The end customer is a Small-to-Medium Business (SMB) owner who wishes to expand his business to multiple offices. Some of the owner's requirements are below:

"I will have three different size of offices: small for max 20 employees, medium for max 50 employees, and large or main branch with max 200 employees."
"In every office all employees who work in back office must use company-provided wired PC, while employees who work in sales may use company-provided wireless laptop or their personal computing device."
"Anyone can use company's internal collaboration application to chat anytime, however the use of video conference application must be using scheduling system."
"Those who work in sales can access our customer data using web portal, however only those who work in back office can access the database to update the entry."

As you can see, all the above are described using high-level human language, driven by business requirements, policy based, and focus to the applications. These are business intents, and usually in normal network operation we will need an architect or engineer to translate such requirements into technical specification all the way until the method to do the implementation. In the near future, this problem will be solved with no human interaction using Intent-Based Networking.

According to Andrew Lerner from Gartner, Intent-Based Networking is a piece of networking software that helps to plan, design and implement/operate networks that can improve network availability and agility. IBNS incorporates four key things:
  • Translation and Validation– Converts higher-level business policy (what) as input from end users and converts it to the necessary network configuration (how) 
  • Automated Implementation – Uses network automation and/or network orchestration to configure the appropriate network changes (how) across existing network infrastructure 
  • Awareness of Network State – Ingests real-time network status for systems under its administrative control, and is protocol- and transport-agnostic 
  • Assurance and Dynamic Optimization/Remediation– Continuously validates in real time that the original business intent is being met, and can take corrective actions when it is not met 
So company executives or managers define a high-level business policy they want to be enforced in the network. The IBNS verifies that the policy can be executed, then manipulates network resources to create the desired state and enforce policies using fully automated operations.
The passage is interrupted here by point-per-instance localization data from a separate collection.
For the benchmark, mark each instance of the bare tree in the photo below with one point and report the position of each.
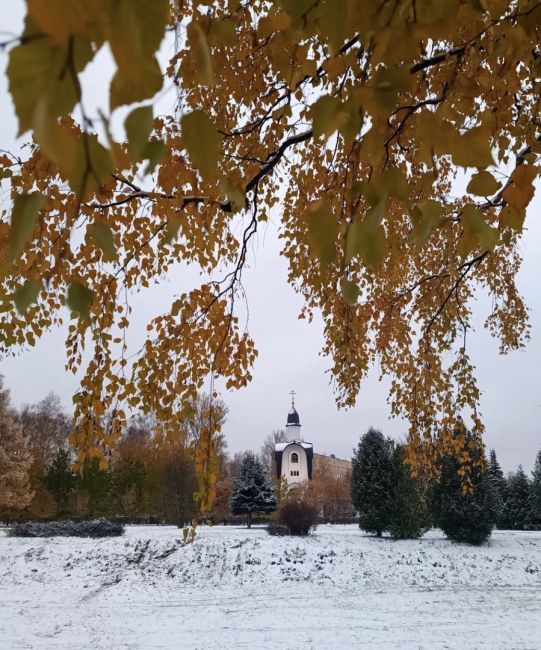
(267, 451)
(46, 427)
(15, 458)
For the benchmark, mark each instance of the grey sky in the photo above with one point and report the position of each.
(289, 348)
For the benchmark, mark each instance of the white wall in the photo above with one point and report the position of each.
(288, 467)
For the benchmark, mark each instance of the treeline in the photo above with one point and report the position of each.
(148, 477)
(389, 499)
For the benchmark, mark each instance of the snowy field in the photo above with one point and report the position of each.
(235, 588)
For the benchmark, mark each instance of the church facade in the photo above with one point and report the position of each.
(296, 461)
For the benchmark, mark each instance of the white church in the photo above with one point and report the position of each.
(295, 459)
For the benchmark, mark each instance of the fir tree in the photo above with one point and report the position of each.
(536, 492)
(61, 481)
(15, 458)
(519, 506)
(409, 513)
(371, 481)
(498, 486)
(251, 490)
(465, 516)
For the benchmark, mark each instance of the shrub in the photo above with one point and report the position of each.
(277, 528)
(371, 481)
(299, 516)
(465, 516)
(409, 514)
(67, 528)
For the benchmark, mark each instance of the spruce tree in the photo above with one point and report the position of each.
(536, 492)
(371, 481)
(252, 492)
(409, 512)
(519, 506)
(61, 481)
(465, 516)
(15, 458)
(498, 486)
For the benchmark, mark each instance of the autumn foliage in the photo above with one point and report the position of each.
(395, 142)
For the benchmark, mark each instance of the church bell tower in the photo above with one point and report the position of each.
(293, 425)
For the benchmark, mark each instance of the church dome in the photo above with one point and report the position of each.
(293, 418)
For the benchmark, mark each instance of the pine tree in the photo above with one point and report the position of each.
(519, 503)
(498, 486)
(251, 490)
(465, 516)
(536, 492)
(61, 481)
(15, 458)
(371, 481)
(409, 512)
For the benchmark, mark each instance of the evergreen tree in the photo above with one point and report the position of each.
(519, 506)
(15, 458)
(409, 512)
(251, 490)
(371, 481)
(465, 516)
(93, 490)
(61, 482)
(498, 486)
(536, 492)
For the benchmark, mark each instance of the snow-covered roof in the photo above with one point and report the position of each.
(293, 418)
(280, 446)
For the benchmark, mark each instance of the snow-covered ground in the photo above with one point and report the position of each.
(235, 588)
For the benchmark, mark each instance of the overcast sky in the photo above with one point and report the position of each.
(289, 348)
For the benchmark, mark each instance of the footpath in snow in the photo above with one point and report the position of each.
(238, 588)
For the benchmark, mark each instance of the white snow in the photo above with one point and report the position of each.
(238, 588)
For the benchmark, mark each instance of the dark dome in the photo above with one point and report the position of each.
(293, 417)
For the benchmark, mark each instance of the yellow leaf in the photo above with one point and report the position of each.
(61, 18)
(350, 291)
(473, 148)
(477, 230)
(368, 243)
(426, 215)
(135, 84)
(79, 298)
(322, 233)
(483, 184)
(27, 294)
(104, 240)
(393, 180)
(521, 190)
(135, 31)
(138, 126)
(39, 71)
(202, 142)
(201, 53)
(327, 115)
(79, 156)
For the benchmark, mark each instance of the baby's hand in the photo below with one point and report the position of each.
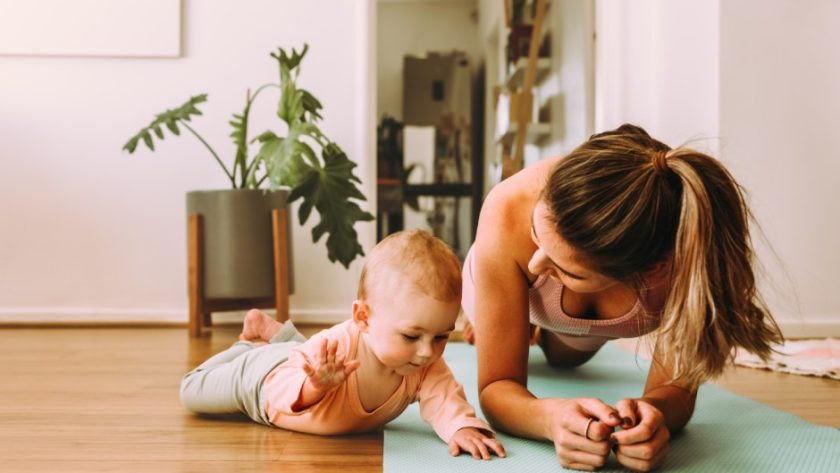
(475, 442)
(328, 371)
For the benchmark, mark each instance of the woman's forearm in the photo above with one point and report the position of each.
(510, 407)
(675, 403)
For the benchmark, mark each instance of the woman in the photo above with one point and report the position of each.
(622, 237)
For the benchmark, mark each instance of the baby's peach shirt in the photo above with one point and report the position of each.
(442, 400)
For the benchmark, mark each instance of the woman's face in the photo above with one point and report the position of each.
(557, 259)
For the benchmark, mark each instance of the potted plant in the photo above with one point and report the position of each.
(283, 169)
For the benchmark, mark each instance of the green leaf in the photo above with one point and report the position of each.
(329, 189)
(311, 104)
(169, 118)
(147, 138)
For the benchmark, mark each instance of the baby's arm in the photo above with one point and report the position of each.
(444, 405)
(477, 442)
(323, 374)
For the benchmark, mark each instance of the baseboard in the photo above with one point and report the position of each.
(119, 316)
(804, 327)
(810, 327)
IBNS is gathering data to constantly monitor the state of the network, to ensure the desired state of the network is maintained, and can take automated corrective action to maintain state.

Wait. Is this Intent-Based Networking just another name for network automation and orchestration?

Based on comparison chart created by Big Switch above, Intent defines what is the goal (declarative) while automation or orchestration provides explicit method of how to do the implementation (imperative). This creates layer of abstraction since the input now is more high level to describe business needs, and not implementation specific. And since the Intent is declarative, it requires validation of the Intent to ensure it can be translated by the system into series of tasks that need to be done. Automation and orchestration do not deal with telemetry or monitoring of network state. Real-time network state monitoring is one key element since the system needs to validate in real time that the original business intent is being met. When it is not met, the system can take dynamic actions to correct it.

Where is SDN here? SDN is an architecture for networks with original idea to separate the control plane in SDN controller, from data plane in networking device. This separation makes abstraction between application developer and network device: anyone who wants to create new application related to networking now does not have to understand how specific network device works, instead she can make her application to communicate to SDN controller using northbound API. And if there is any changes required to be done on the device, the controller will do so using southbound API. IBNS can work in both SDN-based and non-SDN based network infrastructure.

A while ago I built the five levels of Autonomous Network, mimicking the levels in Autonomous Vehicle:

Level 0 means no automation at all, and engineer configures network device manually using CLI. As pointed out by Gartner, even if in 2016 there are still 85% operations teams using CLI as their primary interface, the number will go down to 30% in 2020. So some form of automation will surely happen. In Level 1, which is the task specific automation, engineer can write code to communicate to network devices using various APIs to execute certain task e.g. reconfigure BGP configuration, get network state information from the device, redirect the traffic by shutting down certain interfaces or doing routing protocol manipulation, and so on.

Level 2 is when we want to execute series of task to complete one workflow, let's say to deploy the configuration to all network devices for one new medium-size office based on the requirements above. If we assume all required hardware are already in place, the system will start by pulling out the definition of medium-size office: how many devices, what are the types, what kind of configuration needs to be done, and perhaps the current device configuration so the system can make decision if the new config will only be appended to the current one, or will add/replace the full config completely. Then a sequence of tasks following a playbook or recipe, using either an open-source or purposely build software, will be executed to automate the end-to-end workflow to complete the deployment.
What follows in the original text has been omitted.